Scusate se uso i vecchi termini, ma sono stufo di questa casta di mariuoli, sessuonomi e cocainomani (di ogni colore politico) che ci prende per i fondelli cambiando solo il nome alle cose in modo che tutto cambi e tutto sia molto peggio di prima, per noi, ovviamente.

In una terza liceo, su 20 ragazzi, solo 5 promossi (25%), 5 bocciati (25%) e 10 rimandati (50%); uno addirittura in tutte le materie con corsi di recupero obbligatori e, infatti, il soggetto era molto spaventato dal dover studiare in due mesi tutte le materie.

Insomma, in qualche modo, un’altra a riforma rabberciata è stata applicata acriticamente, ma ci dovremmo interrogare su queste percentuali che, se fossero il risultato di una qualsiasi forma di produzione, sarebbero segni inequivocabili di dover chiudere quell’opificio fallimentare.

Restando alla brutalità dei dati di questa terza classe, essi dicono che:

1) il 25% dei pezzi sono scarti di lavorazione;
2) solo un 25% è defect-free;
3) il 50% va riportato in fabbrica per correggere i difetti.

In definitiva la fabbrica ha sfornato solo un quarto di prodotti buoni, il che mi sembra anche peggio di quello che faceva FIAT prima della cura Marchionne.

Ovviamente la fabbrica dirà che il problema era la materia prima che non era adatta!

Ma la fabbrica ha sempre ragione anche se, vista l’ecatombe fatta per un tardivo (dal ’68) recupero di severità, dobbiamo considerare che, in un paese con pochi giovani, con pochi diplomati e pochissimi laureati, ritardare di un anno l’entrata nel mondo del lavoro di questi ragazzi che sono stati considerati solo “scarti di lavorazione” avrà l’effetto di far arretrare ancora di più un paese dominato da vecchi barbogi che credono ancora alla loro favoletta auto assolutoria dove i giovani sono fannulloni (come i loro padri, of course), dimenticando che ogni bambino nasce con possibilità educative imprevedibili ed ha perciò diritto al pieno successo formativo.

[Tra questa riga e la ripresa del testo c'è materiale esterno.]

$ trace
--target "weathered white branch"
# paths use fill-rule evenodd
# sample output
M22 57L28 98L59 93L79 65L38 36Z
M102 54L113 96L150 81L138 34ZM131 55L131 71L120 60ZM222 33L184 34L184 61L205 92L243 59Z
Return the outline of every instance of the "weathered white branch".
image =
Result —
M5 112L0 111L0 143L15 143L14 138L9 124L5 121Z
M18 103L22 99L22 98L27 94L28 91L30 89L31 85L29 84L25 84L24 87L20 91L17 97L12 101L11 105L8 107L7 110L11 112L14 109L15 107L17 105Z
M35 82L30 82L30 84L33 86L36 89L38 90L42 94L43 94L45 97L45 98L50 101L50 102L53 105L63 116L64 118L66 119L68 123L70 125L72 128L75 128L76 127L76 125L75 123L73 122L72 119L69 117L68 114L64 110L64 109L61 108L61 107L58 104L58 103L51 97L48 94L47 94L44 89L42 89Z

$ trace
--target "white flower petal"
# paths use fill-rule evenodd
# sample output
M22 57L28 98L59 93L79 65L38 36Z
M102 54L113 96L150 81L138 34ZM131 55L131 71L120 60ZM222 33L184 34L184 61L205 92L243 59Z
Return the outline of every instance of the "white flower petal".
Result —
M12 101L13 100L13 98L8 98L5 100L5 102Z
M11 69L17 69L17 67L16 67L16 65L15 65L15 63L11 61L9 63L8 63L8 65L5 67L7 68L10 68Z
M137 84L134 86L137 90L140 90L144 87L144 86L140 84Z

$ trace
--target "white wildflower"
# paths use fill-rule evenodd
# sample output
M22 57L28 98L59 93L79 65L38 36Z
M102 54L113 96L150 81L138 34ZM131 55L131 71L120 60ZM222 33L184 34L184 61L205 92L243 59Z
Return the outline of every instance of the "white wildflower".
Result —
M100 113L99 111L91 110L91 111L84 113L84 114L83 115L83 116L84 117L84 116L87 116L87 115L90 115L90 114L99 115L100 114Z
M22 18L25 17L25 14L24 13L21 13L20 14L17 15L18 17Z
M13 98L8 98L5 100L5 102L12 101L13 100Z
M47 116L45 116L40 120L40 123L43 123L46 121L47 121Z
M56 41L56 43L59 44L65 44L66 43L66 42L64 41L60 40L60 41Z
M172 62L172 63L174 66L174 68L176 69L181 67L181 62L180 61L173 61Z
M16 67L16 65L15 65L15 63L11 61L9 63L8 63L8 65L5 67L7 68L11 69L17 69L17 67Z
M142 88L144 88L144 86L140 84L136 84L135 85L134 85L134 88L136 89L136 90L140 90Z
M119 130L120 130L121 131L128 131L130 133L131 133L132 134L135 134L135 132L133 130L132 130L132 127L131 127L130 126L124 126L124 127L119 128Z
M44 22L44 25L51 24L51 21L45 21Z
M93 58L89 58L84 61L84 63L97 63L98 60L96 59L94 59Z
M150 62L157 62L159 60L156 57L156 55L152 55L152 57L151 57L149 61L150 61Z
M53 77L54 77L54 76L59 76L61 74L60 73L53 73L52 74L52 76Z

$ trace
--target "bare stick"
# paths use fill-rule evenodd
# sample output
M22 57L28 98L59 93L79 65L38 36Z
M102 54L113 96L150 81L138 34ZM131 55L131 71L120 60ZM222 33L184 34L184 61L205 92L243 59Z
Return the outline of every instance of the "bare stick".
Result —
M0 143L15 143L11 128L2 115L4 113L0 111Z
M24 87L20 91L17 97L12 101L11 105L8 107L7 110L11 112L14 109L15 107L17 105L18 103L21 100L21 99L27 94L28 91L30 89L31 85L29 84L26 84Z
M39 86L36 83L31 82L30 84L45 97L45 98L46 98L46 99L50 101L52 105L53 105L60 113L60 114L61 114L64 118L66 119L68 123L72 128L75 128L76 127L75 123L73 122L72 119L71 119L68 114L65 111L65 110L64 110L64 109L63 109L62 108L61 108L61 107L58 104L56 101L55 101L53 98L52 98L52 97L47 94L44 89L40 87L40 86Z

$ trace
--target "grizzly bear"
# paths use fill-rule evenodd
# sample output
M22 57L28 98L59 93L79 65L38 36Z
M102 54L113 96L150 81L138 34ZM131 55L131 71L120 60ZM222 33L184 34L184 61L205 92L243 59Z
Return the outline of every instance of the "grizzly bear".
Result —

Lo sancisce la Costituzione repubblicana ed è la Repubblica che deve farsene carico, rimuovendo, attraverso la scuola e nella scuola, tutti gli ostacoli che impediscono il dispiegarsi delle potenzialità del giovane.

Se questo non accade, il problema non era nel blocco di creta ma nella mano di chi lo forgia.